É imprescindível afirmar, no entanto, que, sem a mistura de pessoas exógenas ao setor público, o risco de isolamento em uma burocracia estanque é real.
No quadro geral a seguir, pode-se constatar que a maioria dos funcionários da administração pública direta ainda são estatutários, cargos efetivos.
No que se refere à administração indireta, o quadro geral de todas as cidades muda de figura com a maioria dos funcionários celetistas, seguido de estatutários. Vale a pena conferir clicando no gráfico do número de habitantes por cidade, pois cada uma apresenta sua própria característica.
Índice de Desenvolvimento Humano (IDH)
O IDH é uma medida para avaliar o desenvolvimento humano em contraponto ao Produto Interno Bruto (PIB) per capita. Atualmente, os três pilares que constituem o IDH (saúde, educação e renda) são mensurados dessa forma:
- Longevidade saudável, medida pela expectativa de vida e saúde;
- Acesso ao conhecimento formal a partir de 25 anos;
- Expectativa de anos de escolaridade das crianças a partir do início da vida escolar e
- Padrão de renda medido pela Renda Nacional Bruta (RNB) per capita, expressa em Poder de Paridade de Compra (PPC) constante, em dólar, tendo 2005 como ano de referência.
Se deseja saber mais, consulte aqui.
Embora haja discrepâncias acentuadas entre as 8 cidades consultadas (de 0,749 a 0,81), todas possuem IDH alto, conforme escala publicada pela Wikipedia, .
Visualização
População empregada x servidores públicos
Pode-se ver quatro grupos distintos no segundo gráfico do meio do painel. Ele destaca o tamanho da população em relação à porcentagem de servidores públicos. As cores das barras se referem ao tamanho da população. As duas cidades com menor população possuem maior percentagem de servidores públicos do que cidades maiores, mas não aparece a correlação inversa quando se observa as cidades com maior população.
Um caso sugestivo pode ser visto na cidade de Uberlândia: ainda que a proporção de servidores públicos e população seja a mais baixa entre todas as cidades, apresenta alta taxa de pessoas ocupadas, média salarial acima da média geral e apresenta quase 90% de servidores estatutários.
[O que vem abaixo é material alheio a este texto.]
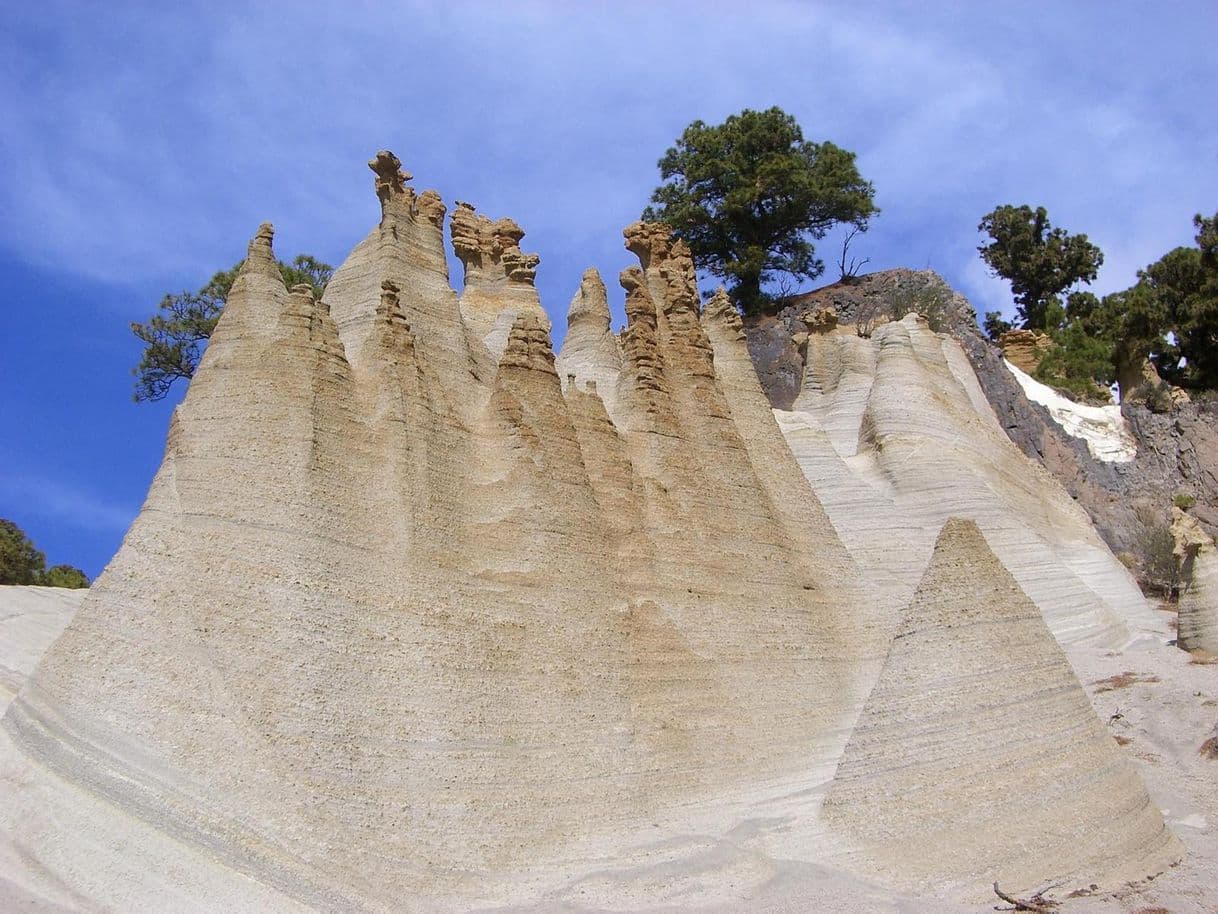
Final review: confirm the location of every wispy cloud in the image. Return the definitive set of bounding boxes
[0,0,1218,326]
[0,474,139,534]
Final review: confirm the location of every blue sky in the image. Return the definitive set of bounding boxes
[0,0,1218,575]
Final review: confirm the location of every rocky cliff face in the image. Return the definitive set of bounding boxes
[747,269,1218,565]
[0,166,1177,910]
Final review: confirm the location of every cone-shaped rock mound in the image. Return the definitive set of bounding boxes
[823,518,1178,888]
[0,151,1172,910]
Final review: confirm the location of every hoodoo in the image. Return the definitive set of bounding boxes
[0,151,1174,910]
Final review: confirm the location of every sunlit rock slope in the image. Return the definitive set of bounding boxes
[0,152,1175,910]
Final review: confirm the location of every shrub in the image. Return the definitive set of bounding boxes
[38,565,89,590]
[0,519,46,584]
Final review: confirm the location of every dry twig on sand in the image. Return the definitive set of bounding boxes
[994,882,1057,914]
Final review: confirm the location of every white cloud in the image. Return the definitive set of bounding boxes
[0,474,139,534]
[0,2,1218,326]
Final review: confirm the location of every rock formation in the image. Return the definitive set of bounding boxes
[825,518,1178,887]
[0,152,1167,910]
[1172,508,1218,654]
[451,202,549,358]
[998,330,1054,374]
[558,268,621,414]
[776,314,1166,646]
É a segunda classificada em número de servidores efetivos, tanto na administração direta quanto na indireta. O seu IDH e a percentagem da população empregada estão atrás somente de Belo Horizonte, se aproximando dos índices das capitais.
Conforme relatado no ensaio sobre a riqueza das capitais brasileiras, a média de servidores por população das capitais mais ricas e com melhor IDH é de 2,15%. Diferentemente do estudo das capitais, as 8 cidades selecionadas neste ensaio demonstram que não há relação entre maior percentagem de funcionários públicos com melhor qualidade de vida para o cidadão no que se refere ao IDH.
Estado x Governo
Esse é uma discussão importante para a gestão de Estado, que é diferente da gestão de governo. O primeiro se refere à políticas públicas de longo prazo, independentes da direção política. Entretanto, exceto nos casos de grandes áreas, como a educação e a saúde, de onde informações coletadas nos municípios servem para definir os quantitativos de verbas federais ou estaduais, não há como saber o “tamanho do Estado” ideal pela percentagem dos servidores públicos em relação à população. Há necessidade de avaliações e análise dos dados para entender como as políticas públicas municipais impactam sobre a população e dessa forma, o Estado pode crescer ou diminuir de forma eficiente.
Ao que aponta esse breve ensaio, cidades mais estruturadas com maior contingente populacional parecem exigir maiores esforços dos poderes municipais para se organizarem de forma a prestar melhores serviços. Um estudo mais amplo poderia mostrar mais relações entre os dados analisados aqui.